In Scala, iterator is versatile enough to have many transform methods, such as map
, flatMap
, filter
.
An important aspect of these methods is that they all will only create a lazy view on the iterator, instead of creating an intermediate collection to hold the transformed data.
So these methods make the processing both smooth and memory efficient.
Most of the time the Spark user may not even notice this lazy view characteristic.
But in Java, iterator is not that powerful. Spark provides a mapPartition
in Java version:
def mapPartitions[U](f: MapPartitionsFunction[T, U], encoder: Encoder[U]): Dataset[U]
Then this MapPartitionsFunction
also takes an iterator and return an iterator.
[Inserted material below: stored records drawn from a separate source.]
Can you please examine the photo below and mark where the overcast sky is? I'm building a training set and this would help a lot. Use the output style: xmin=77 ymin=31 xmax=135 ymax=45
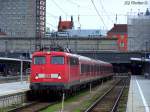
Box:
xmin=46 ymin=0 xmax=150 ymax=30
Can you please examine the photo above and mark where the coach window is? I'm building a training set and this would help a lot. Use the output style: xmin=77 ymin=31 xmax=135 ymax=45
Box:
xmin=70 ymin=57 xmax=79 ymax=65
xmin=33 ymin=56 xmax=46 ymax=64
xmin=51 ymin=56 xmax=64 ymax=64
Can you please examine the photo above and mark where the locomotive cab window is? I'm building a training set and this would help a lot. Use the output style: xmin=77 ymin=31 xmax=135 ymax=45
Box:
xmin=33 ymin=56 xmax=46 ymax=64
xmin=70 ymin=57 xmax=79 ymax=65
xmin=51 ymin=56 xmax=64 ymax=64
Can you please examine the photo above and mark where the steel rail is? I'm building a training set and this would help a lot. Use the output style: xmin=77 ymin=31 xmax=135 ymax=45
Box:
xmin=84 ymin=80 xmax=121 ymax=112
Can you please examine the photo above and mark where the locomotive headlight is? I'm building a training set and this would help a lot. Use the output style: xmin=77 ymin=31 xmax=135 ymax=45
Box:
xmin=37 ymin=74 xmax=45 ymax=78
xmin=51 ymin=73 xmax=59 ymax=78
xmin=58 ymin=76 xmax=61 ymax=79
xmin=35 ymin=76 xmax=38 ymax=79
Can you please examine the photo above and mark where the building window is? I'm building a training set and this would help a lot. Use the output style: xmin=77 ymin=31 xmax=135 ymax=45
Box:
xmin=120 ymin=35 xmax=124 ymax=39
xmin=120 ymin=42 xmax=124 ymax=47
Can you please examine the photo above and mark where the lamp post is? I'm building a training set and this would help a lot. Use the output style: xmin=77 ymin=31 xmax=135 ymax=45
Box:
xmin=20 ymin=57 xmax=23 ymax=83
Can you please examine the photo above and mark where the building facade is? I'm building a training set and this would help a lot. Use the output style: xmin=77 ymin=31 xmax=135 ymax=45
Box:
xmin=107 ymin=24 xmax=128 ymax=52
xmin=0 ymin=0 xmax=46 ymax=38
xmin=128 ymin=13 xmax=150 ymax=51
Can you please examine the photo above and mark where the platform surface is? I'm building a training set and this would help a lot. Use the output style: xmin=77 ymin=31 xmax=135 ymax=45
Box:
xmin=126 ymin=76 xmax=150 ymax=112
xmin=0 ymin=81 xmax=29 ymax=96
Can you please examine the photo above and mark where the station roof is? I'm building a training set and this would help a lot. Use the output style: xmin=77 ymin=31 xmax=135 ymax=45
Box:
xmin=130 ymin=58 xmax=150 ymax=62
xmin=0 ymin=57 xmax=31 ymax=62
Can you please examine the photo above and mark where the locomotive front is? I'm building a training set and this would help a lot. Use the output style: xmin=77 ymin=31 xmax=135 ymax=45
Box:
xmin=30 ymin=52 xmax=68 ymax=90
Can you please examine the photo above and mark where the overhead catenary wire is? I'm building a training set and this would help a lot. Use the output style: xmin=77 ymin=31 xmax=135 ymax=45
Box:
xmin=91 ymin=0 xmax=107 ymax=29
xmin=99 ymin=0 xmax=114 ymax=23
xmin=52 ymin=0 xmax=67 ymax=15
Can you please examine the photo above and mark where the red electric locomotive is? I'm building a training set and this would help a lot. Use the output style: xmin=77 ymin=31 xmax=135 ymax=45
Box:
xmin=30 ymin=51 xmax=113 ymax=90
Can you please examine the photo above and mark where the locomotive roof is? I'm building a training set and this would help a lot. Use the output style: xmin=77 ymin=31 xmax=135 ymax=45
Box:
xmin=33 ymin=51 xmax=110 ymax=64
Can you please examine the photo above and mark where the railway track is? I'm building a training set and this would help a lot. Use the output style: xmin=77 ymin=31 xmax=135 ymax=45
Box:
xmin=8 ymin=102 xmax=56 ymax=112
xmin=84 ymin=79 xmax=129 ymax=112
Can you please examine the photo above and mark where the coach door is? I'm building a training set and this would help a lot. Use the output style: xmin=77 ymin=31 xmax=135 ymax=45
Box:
xmin=69 ymin=57 xmax=79 ymax=81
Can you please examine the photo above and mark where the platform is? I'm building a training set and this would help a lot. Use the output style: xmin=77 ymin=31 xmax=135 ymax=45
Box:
xmin=0 ymin=81 xmax=29 ymax=96
xmin=126 ymin=76 xmax=150 ymax=112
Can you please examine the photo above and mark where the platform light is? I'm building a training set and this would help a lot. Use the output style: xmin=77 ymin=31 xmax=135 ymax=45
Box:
xmin=58 ymin=75 xmax=61 ymax=79
xmin=35 ymin=76 xmax=39 ymax=79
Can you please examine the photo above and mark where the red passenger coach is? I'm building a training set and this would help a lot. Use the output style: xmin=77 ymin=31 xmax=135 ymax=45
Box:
xmin=30 ymin=51 xmax=113 ymax=90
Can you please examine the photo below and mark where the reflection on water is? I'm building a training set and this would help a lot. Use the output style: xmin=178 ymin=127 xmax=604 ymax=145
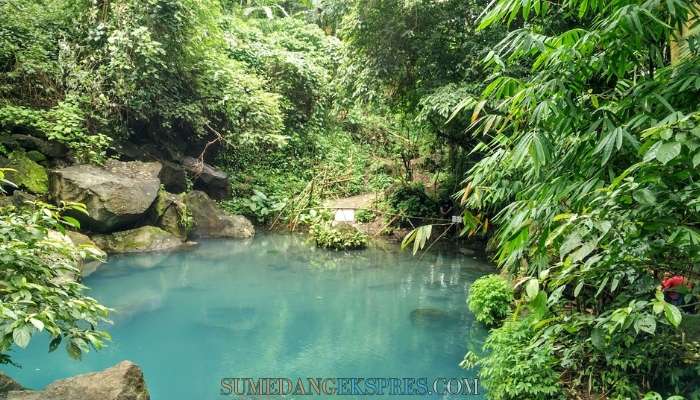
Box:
xmin=2 ymin=234 xmax=492 ymax=400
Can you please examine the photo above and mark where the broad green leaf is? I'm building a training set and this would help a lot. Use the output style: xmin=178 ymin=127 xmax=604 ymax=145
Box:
xmin=591 ymin=328 xmax=605 ymax=351
xmin=49 ymin=335 xmax=62 ymax=353
xmin=66 ymin=340 xmax=83 ymax=360
xmin=634 ymin=314 xmax=656 ymax=335
xmin=29 ymin=318 xmax=44 ymax=332
xmin=12 ymin=326 xmax=32 ymax=348
xmin=632 ymin=189 xmax=656 ymax=206
xmin=525 ymin=279 xmax=540 ymax=300
xmin=664 ymin=303 xmax=683 ymax=328
xmin=656 ymin=142 xmax=681 ymax=165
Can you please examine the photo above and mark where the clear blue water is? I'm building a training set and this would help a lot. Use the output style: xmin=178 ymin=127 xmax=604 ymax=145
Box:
xmin=2 ymin=234 xmax=493 ymax=400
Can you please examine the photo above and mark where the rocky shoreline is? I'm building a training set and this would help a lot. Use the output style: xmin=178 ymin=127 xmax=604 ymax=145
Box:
xmin=0 ymin=134 xmax=255 ymax=400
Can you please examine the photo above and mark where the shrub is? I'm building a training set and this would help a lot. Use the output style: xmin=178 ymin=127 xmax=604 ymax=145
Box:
xmin=467 ymin=275 xmax=513 ymax=325
xmin=476 ymin=318 xmax=566 ymax=400
xmin=387 ymin=182 xmax=438 ymax=227
xmin=355 ymin=210 xmax=377 ymax=222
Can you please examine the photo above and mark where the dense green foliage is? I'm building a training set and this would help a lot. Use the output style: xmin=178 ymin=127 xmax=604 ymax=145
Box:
xmin=309 ymin=220 xmax=369 ymax=251
xmin=0 ymin=0 xmax=282 ymax=159
xmin=467 ymin=275 xmax=513 ymax=325
xmin=476 ymin=318 xmax=567 ymax=400
xmin=454 ymin=0 xmax=700 ymax=398
xmin=0 ymin=0 xmax=700 ymax=399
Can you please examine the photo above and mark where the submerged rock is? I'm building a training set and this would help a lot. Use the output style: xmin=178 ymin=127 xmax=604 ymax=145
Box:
xmin=408 ymin=308 xmax=447 ymax=327
xmin=92 ymin=226 xmax=182 ymax=254
xmin=49 ymin=160 xmax=161 ymax=232
xmin=0 ymin=150 xmax=49 ymax=194
xmin=185 ymin=190 xmax=255 ymax=238
xmin=7 ymin=361 xmax=151 ymax=400
xmin=182 ymin=157 xmax=233 ymax=200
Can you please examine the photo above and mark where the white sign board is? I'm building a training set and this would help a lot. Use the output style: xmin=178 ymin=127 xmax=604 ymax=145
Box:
xmin=335 ymin=208 xmax=355 ymax=222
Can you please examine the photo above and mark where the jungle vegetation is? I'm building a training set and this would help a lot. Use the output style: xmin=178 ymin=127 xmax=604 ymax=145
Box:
xmin=0 ymin=0 xmax=700 ymax=399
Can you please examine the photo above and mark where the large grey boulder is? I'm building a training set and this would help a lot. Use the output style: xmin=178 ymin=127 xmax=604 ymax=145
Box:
xmin=7 ymin=361 xmax=151 ymax=400
xmin=185 ymin=190 xmax=255 ymax=238
xmin=49 ymin=160 xmax=162 ymax=232
xmin=92 ymin=226 xmax=182 ymax=254
xmin=150 ymin=190 xmax=190 ymax=240
xmin=182 ymin=157 xmax=233 ymax=200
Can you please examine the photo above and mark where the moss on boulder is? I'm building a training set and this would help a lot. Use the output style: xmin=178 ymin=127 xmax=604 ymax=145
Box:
xmin=0 ymin=150 xmax=49 ymax=194
xmin=150 ymin=189 xmax=193 ymax=240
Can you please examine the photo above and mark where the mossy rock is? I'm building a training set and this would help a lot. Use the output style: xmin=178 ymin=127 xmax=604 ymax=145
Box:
xmin=0 ymin=150 xmax=49 ymax=194
xmin=408 ymin=308 xmax=448 ymax=328
xmin=150 ymin=189 xmax=189 ymax=240
xmin=27 ymin=150 xmax=46 ymax=162
xmin=92 ymin=226 xmax=182 ymax=254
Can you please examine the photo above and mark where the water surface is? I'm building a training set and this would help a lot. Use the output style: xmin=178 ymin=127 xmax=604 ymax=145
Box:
xmin=2 ymin=234 xmax=493 ymax=400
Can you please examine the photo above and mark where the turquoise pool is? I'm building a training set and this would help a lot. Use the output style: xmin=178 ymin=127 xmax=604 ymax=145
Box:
xmin=2 ymin=234 xmax=493 ymax=400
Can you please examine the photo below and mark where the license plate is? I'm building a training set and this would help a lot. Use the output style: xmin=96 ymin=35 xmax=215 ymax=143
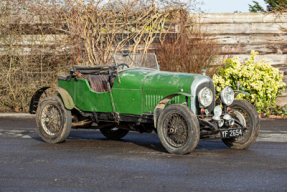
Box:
xmin=220 ymin=129 xmax=243 ymax=138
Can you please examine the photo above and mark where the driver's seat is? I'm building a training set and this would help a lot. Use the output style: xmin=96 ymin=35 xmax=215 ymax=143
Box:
xmin=89 ymin=75 xmax=115 ymax=93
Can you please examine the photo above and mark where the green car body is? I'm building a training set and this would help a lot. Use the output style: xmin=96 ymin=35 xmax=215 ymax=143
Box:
xmin=58 ymin=69 xmax=214 ymax=115
xmin=30 ymin=54 xmax=259 ymax=154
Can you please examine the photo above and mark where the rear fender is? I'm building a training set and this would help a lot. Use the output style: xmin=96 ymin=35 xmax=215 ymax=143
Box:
xmin=29 ymin=87 xmax=75 ymax=114
xmin=153 ymin=93 xmax=193 ymax=128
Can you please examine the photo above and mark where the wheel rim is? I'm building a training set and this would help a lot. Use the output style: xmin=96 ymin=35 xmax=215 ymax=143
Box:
xmin=230 ymin=106 xmax=252 ymax=142
xmin=163 ymin=112 xmax=188 ymax=148
xmin=41 ymin=104 xmax=63 ymax=136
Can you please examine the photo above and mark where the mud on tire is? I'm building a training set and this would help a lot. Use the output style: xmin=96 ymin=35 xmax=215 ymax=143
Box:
xmin=157 ymin=104 xmax=200 ymax=154
xmin=36 ymin=96 xmax=72 ymax=143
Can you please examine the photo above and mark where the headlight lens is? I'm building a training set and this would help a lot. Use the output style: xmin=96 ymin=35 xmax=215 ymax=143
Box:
xmin=220 ymin=86 xmax=234 ymax=105
xmin=198 ymin=87 xmax=213 ymax=107
xmin=213 ymin=105 xmax=222 ymax=116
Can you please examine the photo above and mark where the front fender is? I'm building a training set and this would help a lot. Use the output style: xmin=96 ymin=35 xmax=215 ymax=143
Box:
xmin=234 ymin=90 xmax=250 ymax=98
xmin=153 ymin=92 xmax=193 ymax=128
xmin=29 ymin=87 xmax=75 ymax=114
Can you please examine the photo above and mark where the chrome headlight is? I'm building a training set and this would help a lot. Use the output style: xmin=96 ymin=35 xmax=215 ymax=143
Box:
xmin=220 ymin=86 xmax=234 ymax=105
xmin=198 ymin=87 xmax=213 ymax=107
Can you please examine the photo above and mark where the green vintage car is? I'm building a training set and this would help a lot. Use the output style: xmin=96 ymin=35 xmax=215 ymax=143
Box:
xmin=30 ymin=53 xmax=260 ymax=154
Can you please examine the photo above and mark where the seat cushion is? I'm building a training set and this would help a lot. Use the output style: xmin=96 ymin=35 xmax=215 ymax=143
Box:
xmin=89 ymin=75 xmax=109 ymax=93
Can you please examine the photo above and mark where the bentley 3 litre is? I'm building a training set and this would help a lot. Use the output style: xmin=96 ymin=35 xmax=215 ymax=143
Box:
xmin=30 ymin=53 xmax=260 ymax=154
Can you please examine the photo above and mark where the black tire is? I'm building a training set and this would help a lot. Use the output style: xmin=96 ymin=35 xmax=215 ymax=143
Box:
xmin=100 ymin=126 xmax=129 ymax=140
xmin=222 ymin=100 xmax=260 ymax=149
xmin=157 ymin=104 xmax=200 ymax=154
xmin=36 ymin=96 xmax=72 ymax=143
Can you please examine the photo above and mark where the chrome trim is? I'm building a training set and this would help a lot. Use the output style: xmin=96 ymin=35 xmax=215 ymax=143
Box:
xmin=190 ymin=75 xmax=215 ymax=114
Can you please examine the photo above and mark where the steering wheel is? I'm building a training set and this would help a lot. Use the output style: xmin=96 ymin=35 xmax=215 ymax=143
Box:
xmin=118 ymin=63 xmax=130 ymax=70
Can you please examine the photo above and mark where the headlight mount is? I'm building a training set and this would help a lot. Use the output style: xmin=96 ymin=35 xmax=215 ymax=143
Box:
xmin=198 ymin=87 xmax=213 ymax=108
xmin=220 ymin=86 xmax=234 ymax=106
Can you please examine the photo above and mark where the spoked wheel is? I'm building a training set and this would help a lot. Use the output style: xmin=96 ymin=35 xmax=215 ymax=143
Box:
xmin=157 ymin=104 xmax=199 ymax=154
xmin=222 ymin=100 xmax=260 ymax=149
xmin=100 ymin=126 xmax=129 ymax=140
xmin=164 ymin=111 xmax=188 ymax=147
xmin=36 ymin=96 xmax=72 ymax=143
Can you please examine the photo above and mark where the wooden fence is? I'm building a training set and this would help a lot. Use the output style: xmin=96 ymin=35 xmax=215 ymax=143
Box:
xmin=0 ymin=13 xmax=287 ymax=68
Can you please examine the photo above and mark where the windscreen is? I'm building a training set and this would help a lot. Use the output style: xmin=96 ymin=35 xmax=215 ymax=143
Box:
xmin=114 ymin=53 xmax=159 ymax=71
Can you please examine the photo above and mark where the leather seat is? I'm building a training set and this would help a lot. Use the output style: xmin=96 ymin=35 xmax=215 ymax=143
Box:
xmin=89 ymin=75 xmax=110 ymax=93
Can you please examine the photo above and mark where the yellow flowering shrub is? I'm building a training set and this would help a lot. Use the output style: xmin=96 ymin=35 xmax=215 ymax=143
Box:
xmin=212 ymin=51 xmax=286 ymax=114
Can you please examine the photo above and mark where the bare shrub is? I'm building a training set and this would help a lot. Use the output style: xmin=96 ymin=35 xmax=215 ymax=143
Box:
xmin=0 ymin=0 xmax=204 ymax=112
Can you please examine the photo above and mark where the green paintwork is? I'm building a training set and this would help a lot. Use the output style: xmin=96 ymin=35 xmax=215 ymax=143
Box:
xmin=58 ymin=69 xmax=200 ymax=115
xmin=58 ymin=79 xmax=113 ymax=112
xmin=52 ymin=87 xmax=75 ymax=110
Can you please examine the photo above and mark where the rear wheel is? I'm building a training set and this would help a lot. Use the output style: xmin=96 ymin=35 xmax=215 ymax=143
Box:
xmin=157 ymin=104 xmax=200 ymax=154
xmin=222 ymin=100 xmax=260 ymax=149
xmin=36 ymin=96 xmax=72 ymax=143
xmin=100 ymin=126 xmax=129 ymax=140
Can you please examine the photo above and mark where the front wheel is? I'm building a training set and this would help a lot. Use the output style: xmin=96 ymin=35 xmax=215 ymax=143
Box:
xmin=222 ymin=100 xmax=260 ymax=149
xmin=157 ymin=104 xmax=200 ymax=154
xmin=36 ymin=96 xmax=72 ymax=143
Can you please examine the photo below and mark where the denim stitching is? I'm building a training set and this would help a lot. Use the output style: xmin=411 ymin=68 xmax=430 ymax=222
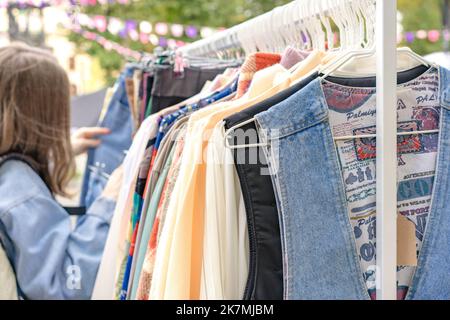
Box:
xmin=324 ymin=123 xmax=370 ymax=300
xmin=405 ymin=105 xmax=448 ymax=300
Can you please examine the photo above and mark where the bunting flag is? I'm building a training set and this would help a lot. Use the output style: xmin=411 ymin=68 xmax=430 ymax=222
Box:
xmin=0 ymin=0 xmax=55 ymax=9
xmin=69 ymin=26 xmax=144 ymax=60
xmin=68 ymin=13 xmax=186 ymax=49
xmin=397 ymin=29 xmax=450 ymax=43
xmin=73 ymin=13 xmax=224 ymax=43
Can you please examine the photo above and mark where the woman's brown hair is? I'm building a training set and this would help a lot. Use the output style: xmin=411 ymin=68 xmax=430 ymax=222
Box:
xmin=0 ymin=44 xmax=75 ymax=195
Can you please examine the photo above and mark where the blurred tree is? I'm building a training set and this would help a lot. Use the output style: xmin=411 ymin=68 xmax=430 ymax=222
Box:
xmin=70 ymin=0 xmax=443 ymax=83
xmin=70 ymin=0 xmax=291 ymax=84
xmin=398 ymin=0 xmax=444 ymax=55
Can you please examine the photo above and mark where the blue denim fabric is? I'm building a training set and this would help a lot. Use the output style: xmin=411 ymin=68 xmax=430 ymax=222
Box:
xmin=0 ymin=160 xmax=115 ymax=300
xmin=256 ymin=68 xmax=450 ymax=299
xmin=80 ymin=67 xmax=134 ymax=207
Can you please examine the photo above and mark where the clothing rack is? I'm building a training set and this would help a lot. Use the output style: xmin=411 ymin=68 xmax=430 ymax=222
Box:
xmin=179 ymin=0 xmax=397 ymax=300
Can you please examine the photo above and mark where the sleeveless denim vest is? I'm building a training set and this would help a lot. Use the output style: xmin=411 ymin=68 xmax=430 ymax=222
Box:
xmin=256 ymin=68 xmax=450 ymax=300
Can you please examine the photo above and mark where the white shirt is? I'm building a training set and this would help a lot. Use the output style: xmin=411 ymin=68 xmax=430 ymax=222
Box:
xmin=201 ymin=122 xmax=249 ymax=300
xmin=92 ymin=115 xmax=158 ymax=300
xmin=0 ymin=245 xmax=17 ymax=300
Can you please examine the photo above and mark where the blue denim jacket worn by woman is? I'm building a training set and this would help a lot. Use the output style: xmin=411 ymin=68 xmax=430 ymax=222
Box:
xmin=0 ymin=160 xmax=115 ymax=299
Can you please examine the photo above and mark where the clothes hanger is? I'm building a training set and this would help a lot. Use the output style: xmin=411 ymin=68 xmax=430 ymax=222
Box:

public interface MapPartitionsFunction<T, U> extends Serializable {
Iterator<U> call(Iterator<T> input) throws Exception;
}
Java's iterator doesn't have any of map
, flatMap
, filter
. So for new Java programmers in Spark world, they may first convert the iterator to a collection, do the transform, the return the collection's iterator.
This works good on small dataset, but in large dataset, this may cause OOM.
Why? Because mapPartitions
will use the input iterator to process each record of a partition in memory, if you turn this iterator into a collection, then the whole partition needs to be hold by the heap, which may cause the trouble.
A possible solution is using org.apache.commons.collections4.IteratorUtils
, such as transformedIterator
, filteredIterator
. Alternatively, you can write your own lazy transform iterator wrapper.
So what's the takeaway from this issue?
- For API users, it's not enough to use a method correctly solely relying on the method signature. You must understand the underlying logic.
- For API writers, providing same signature for different languages and retaining the same accessibility can be challenging.